Luther goes on to observe: “In this manner God is conquered when faith does not leave off, is not wearied, and does not cease but presses and urges on. So [faith also] makes its appearance in the Canaanite woman with whom Jesus was wrestling when he said: ‘You are a dog, the bread of the [children] does not belong to you.’ The woman did not yield here but offered opposition, saying: ‘Even the dogs eat the crumbs that fall from their master’s table.’ And so she was victorious and heard the excellent word of praise: ‘O woman, great is your faith!'”[2]
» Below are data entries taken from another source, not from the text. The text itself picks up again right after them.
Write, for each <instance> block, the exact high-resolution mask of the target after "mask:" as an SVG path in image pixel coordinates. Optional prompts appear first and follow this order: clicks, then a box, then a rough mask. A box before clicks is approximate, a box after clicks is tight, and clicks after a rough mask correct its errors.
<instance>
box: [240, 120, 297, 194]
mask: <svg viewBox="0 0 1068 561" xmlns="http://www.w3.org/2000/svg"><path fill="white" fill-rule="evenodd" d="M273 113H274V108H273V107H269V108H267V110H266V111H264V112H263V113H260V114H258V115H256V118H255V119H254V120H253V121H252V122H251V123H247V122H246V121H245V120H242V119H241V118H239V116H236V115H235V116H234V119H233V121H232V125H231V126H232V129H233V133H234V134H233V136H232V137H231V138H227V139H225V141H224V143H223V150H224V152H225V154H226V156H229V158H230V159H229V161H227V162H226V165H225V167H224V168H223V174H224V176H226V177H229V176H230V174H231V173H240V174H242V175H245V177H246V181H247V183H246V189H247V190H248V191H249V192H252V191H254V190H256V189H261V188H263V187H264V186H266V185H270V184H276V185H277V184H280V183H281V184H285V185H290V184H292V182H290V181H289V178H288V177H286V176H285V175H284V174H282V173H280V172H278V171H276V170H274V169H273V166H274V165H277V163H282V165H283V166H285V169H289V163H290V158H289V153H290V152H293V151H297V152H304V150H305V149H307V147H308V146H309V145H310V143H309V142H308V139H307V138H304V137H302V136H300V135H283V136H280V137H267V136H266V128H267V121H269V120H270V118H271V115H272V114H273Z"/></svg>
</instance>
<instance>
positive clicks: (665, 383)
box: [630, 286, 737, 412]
We are grapplers; this is true. If God’s promise is bold, then we are bold to claim it both for ourselves and for others. If mercy is “the way that God has determined to be God,”[3] then we are determined to insist on mercy.
Friends, we are beggars, and we are grapplers. Faith is a combination of humility and audacity, meekness and persistence. Even as we cling to the promise of God to grant healing, wholeness, and abundant life, we also demand that life for those who’ve been deprived of it. And, this requires that we “struggle not only with God but also with our own perceptions of the other”[4]; that we confront our own propensity to erect boundaries between insider and outsider, and allow Christ to break down the dividing wall, all for the sake of God’s mercy.
[1] https://members.sundaysandseasons.com/Home/TextsAndResources/2020-8-16/2119#resources.
[2] Luther’s Works 6:139, as cited by Nelson Rivera in “Freedom in Reading the Scripture,” Journal of Lutheran Ethics, Vol. 18, Issue 1, January/February 2018, https://elca.org/JLE/Articles/1220.
[3] Iwan Russell-Jones, in Feasting on the Word, Year A, Vol. 3, 360.
[4] M. Eugene Boring, The New Interpreter’s Bible, Vol. VIII, 338.